Wild was beginning to get Eat-Pray-Love popular even before Oprah picked it to jump-start her book club. After getting the big O on the cover, well, bestseller-dom was kind of a done deal.
In the mid-90’s, Cheryl was in the midst of a divorce from a nice guy, dating another guy who’d introduced her to heroin, and still grieving her mother, who’d died a few years before. Standing in line at REI, she saw a travel guide about hiking the Pacific Coast Trail, and then decided that was a good way to start over. She systematically started planning the trip, sold her then-belongings for hiking gear, packed herself boxes of gear and money to meet her along the way, and went to California to hike up to Washington state.
Wild is her memoir of hiking the trail, but also of the messed up things that happened beforehand that drove her to thinking it would be a good idea. She found out quickly it wasn’t. Twenty-something Cheryl is an often exasperating narrator, especially in her flashbacks to life prior to the hike. It’s easy to see why she wanted to run away. But it’s hard not to be engaged by her travelogue, one that includes snakes, bears and torturous boots.

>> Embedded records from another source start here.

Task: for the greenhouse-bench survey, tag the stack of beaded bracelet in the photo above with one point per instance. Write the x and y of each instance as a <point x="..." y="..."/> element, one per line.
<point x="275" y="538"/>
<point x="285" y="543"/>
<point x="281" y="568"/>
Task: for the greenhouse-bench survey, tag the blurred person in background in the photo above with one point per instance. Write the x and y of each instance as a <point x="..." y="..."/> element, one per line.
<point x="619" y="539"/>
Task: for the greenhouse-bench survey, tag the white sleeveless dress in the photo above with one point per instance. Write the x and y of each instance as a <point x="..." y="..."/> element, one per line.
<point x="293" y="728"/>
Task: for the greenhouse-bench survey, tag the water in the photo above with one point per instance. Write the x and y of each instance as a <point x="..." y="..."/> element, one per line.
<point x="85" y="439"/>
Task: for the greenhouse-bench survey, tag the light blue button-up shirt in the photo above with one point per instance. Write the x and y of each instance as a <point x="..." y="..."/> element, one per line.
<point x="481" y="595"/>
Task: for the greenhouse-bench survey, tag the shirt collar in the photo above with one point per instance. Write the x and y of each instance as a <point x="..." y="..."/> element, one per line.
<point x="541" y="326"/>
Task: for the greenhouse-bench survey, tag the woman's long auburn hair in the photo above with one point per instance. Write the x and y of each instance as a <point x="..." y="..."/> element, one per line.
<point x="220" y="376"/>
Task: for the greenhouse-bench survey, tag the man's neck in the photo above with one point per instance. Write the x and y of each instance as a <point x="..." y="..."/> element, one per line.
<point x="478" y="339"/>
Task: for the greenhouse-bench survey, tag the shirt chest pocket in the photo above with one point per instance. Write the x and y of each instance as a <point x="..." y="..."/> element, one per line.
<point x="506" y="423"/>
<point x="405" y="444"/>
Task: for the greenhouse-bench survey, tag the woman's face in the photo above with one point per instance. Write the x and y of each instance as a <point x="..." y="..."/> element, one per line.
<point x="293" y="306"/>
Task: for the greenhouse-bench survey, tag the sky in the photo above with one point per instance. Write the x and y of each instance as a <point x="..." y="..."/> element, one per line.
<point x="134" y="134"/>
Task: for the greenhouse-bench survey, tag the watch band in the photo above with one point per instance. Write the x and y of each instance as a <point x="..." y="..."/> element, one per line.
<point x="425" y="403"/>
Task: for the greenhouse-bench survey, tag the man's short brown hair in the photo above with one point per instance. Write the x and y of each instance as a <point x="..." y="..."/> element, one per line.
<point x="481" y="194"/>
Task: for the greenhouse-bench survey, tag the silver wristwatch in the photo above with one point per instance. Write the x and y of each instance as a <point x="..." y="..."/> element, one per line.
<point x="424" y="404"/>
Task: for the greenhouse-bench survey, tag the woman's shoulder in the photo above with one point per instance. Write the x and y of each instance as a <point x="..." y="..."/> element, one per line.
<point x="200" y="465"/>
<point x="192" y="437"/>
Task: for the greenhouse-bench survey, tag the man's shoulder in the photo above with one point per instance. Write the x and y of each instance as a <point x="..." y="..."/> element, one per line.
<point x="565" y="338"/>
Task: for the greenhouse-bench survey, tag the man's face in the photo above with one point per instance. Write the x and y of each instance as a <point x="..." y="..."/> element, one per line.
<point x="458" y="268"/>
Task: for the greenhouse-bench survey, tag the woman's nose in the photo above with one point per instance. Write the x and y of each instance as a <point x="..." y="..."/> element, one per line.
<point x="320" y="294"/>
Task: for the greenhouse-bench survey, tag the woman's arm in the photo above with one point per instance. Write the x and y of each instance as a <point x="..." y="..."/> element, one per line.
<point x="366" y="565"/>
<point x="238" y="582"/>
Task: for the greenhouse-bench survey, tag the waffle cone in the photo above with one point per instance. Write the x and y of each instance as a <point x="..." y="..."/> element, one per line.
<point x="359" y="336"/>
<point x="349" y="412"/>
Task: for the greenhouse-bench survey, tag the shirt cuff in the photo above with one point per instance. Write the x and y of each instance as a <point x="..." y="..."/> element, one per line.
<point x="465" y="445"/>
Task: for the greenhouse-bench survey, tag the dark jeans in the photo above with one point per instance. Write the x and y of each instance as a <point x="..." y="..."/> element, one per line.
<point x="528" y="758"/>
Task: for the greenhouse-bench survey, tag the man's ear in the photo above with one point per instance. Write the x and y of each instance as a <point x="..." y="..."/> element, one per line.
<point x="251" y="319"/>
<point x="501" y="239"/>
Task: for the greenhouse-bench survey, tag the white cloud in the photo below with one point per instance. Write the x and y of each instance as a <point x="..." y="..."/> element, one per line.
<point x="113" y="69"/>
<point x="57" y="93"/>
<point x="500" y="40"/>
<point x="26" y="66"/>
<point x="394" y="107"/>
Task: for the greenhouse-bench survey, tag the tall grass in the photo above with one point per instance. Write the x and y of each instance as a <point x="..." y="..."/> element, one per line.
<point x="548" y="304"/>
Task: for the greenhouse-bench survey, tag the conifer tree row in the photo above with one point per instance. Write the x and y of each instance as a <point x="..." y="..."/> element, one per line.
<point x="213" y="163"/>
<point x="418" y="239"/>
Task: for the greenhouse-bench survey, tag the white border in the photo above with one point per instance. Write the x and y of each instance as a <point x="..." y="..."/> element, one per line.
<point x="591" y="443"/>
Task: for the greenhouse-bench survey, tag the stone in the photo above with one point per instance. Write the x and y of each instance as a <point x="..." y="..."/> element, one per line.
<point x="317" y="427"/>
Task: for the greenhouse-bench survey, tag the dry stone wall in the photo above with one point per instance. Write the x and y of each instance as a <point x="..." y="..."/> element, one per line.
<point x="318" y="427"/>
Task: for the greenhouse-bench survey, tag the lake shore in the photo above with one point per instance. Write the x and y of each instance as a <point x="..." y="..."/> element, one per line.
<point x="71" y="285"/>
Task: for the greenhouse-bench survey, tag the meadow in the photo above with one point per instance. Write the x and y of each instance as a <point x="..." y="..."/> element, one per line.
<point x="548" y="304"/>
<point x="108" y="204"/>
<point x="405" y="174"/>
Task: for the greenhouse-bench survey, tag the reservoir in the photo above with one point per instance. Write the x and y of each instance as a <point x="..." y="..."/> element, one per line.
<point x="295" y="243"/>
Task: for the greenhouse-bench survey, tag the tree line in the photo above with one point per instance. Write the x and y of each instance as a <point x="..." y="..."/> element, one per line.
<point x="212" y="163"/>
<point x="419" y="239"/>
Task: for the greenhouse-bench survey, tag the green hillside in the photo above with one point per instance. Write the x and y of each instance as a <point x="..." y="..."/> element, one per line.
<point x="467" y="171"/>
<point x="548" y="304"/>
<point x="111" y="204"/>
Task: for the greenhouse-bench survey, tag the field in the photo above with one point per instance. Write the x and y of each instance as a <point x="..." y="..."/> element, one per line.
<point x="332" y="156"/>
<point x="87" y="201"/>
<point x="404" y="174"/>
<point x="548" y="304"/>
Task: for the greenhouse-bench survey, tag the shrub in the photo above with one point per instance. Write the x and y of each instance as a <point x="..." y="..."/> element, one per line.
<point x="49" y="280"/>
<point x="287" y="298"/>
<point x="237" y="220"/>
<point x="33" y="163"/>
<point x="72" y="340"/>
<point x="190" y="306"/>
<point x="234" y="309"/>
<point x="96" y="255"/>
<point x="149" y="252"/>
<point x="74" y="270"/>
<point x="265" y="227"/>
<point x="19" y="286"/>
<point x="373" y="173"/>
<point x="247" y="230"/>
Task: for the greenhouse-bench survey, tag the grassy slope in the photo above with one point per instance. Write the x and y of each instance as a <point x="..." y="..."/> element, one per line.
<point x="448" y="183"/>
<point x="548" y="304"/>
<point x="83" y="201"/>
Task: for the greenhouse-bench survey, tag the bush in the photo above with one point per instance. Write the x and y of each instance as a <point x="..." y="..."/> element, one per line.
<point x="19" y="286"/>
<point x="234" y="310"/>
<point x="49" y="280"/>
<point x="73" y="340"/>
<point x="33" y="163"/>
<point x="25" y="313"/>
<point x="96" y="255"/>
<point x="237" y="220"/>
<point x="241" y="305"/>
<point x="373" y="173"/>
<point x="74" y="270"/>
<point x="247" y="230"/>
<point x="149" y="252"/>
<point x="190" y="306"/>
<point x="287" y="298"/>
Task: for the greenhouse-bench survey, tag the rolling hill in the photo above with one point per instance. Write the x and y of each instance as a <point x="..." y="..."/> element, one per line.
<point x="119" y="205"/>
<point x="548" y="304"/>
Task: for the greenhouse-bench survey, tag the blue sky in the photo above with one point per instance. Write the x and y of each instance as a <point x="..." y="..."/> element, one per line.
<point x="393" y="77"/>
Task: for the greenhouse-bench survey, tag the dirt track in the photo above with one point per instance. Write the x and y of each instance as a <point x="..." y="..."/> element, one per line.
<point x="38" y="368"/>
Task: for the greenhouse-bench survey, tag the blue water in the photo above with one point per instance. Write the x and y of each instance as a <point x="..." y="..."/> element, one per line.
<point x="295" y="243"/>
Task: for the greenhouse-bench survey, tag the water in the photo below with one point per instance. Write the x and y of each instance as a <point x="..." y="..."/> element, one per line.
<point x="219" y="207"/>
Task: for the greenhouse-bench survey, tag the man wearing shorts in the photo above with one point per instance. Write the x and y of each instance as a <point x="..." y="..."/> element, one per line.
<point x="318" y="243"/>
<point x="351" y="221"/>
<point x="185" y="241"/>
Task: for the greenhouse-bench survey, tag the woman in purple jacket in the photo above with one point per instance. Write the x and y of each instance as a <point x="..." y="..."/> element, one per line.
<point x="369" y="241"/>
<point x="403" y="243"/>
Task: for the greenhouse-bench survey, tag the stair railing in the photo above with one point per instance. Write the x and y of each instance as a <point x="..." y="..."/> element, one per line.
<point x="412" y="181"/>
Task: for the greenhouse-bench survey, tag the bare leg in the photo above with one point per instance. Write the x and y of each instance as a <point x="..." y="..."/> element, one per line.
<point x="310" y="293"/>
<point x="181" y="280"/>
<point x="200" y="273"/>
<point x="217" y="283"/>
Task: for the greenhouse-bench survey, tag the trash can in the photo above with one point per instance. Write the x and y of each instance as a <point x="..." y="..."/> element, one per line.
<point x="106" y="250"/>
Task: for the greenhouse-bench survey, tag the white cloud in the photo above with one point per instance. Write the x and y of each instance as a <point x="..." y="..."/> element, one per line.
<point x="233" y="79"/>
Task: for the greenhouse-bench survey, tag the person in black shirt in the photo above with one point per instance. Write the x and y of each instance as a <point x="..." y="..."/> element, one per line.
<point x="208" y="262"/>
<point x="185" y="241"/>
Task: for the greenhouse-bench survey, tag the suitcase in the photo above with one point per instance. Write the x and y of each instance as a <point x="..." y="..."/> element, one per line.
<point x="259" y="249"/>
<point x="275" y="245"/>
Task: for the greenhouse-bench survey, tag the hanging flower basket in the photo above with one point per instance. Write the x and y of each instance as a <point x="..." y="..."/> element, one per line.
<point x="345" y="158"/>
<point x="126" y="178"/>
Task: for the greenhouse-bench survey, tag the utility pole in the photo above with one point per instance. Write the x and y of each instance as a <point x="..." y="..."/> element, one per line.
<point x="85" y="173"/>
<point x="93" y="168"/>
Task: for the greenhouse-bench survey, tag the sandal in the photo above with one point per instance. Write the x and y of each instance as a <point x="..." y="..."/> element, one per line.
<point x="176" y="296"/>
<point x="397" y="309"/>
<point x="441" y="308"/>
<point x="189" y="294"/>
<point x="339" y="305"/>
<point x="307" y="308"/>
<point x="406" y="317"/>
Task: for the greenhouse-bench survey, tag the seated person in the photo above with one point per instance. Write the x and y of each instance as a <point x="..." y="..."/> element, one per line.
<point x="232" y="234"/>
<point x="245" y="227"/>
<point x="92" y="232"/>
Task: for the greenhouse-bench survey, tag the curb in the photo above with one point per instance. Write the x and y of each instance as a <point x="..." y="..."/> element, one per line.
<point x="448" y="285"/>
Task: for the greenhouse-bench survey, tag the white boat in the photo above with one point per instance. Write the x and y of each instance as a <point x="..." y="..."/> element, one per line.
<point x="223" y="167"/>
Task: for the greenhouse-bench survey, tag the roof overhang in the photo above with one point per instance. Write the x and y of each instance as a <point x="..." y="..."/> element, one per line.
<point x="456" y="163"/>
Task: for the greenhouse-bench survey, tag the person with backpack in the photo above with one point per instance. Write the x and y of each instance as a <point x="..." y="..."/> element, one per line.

Modern-day Cheryl writes like a very balanced, serene person, intriguing to me since she says she didn’t have traditional experiences with therapy. She even has a gig as an advice columnist at The Rumpus; a collection of those columns, Tiny Beautiful Things, was recently published. For those of you who were exasperated by Eat Pray Love (which I have a theory about*), this is probably not your thing–immature narrator trying to find herself. Unlike that book, though, this doesn’t have a girl meets boy happy ending. It ends with girl confronting self and coming out the wiser for it having endured agony, both in life and on the trail. If that sounds fun, or if, like me, you like to read about adventures without actually going outdoors, then this is a page-turning read.
*My theory about Eat Pray Love is that those who dislike it never went through a gruesome breakup. Non-statistically accurate testing has so far proved this true.